Tony Allen – The Source

Tony Allen n’est plus à présenter vu que le grand patron de l’afrobeat a un CV qui en jette. Batteur hors normes et compositeur de talent, il a un palmarès qui ne devrait pas être renié et des actes comme Damon Albarn, Jimi Tenor, Fela Kuti et autres Oumou Sangaré peuvent nous l’affirmer. Mais ce que le légendaire musicien n’a pas encore fait tout au long de sa discographie, c’est de rendre hommage à un genre musical qui lui est tant cher à ses yeux: le jazz. Résultat des courses, son nouvel album The Source sur le légendaire label Blue Note a exaucé ses rêves.

Accompagné d’un live band (le tromboniste Daniel Zimmermann, le saxophoniste Rémi Sciutto, le contrebassiste Mathias Allamane, le claviériste Vincent Taurelle ainsi que le guitariste Indy Dibongue), l’autre père de l’afrobeat revient aux sources pour un opus reposant faisant suite à son EP hommage à Art Blakey.
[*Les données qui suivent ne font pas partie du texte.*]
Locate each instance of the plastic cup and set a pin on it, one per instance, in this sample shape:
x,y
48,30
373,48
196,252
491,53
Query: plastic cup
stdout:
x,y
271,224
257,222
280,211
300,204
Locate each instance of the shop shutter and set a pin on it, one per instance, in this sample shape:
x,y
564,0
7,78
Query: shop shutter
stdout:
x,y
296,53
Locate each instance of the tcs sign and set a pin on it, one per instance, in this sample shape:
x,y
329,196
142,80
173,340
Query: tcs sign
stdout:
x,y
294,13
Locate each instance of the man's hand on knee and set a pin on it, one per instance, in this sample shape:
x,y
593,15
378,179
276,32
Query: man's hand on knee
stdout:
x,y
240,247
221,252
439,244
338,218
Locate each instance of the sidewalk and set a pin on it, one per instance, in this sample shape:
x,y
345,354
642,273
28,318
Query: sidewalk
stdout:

Il en résulte un voyage spirituel avec des instrumentaux organiques et smooth comme « Moody Boy », « Cruising » et « On Fire ». Le jazz est au cœur des préoccupations du superbatteur tant il respire ce courant musical à pleins poumons sur « Woro Dance » et « Wolf Eats Wolf » même si les relents afrobeat ne sont pas mises de côté pour autant comme sur « Tony’s Blues », « Push and Pull » ainsi que sur « Ewajo ». Notons également la participation de Damon Albarn aux claviers sur l’épuré et méditatif « Cool Cats » qui n’interrompt pas le voyage en cours, bien au contraire.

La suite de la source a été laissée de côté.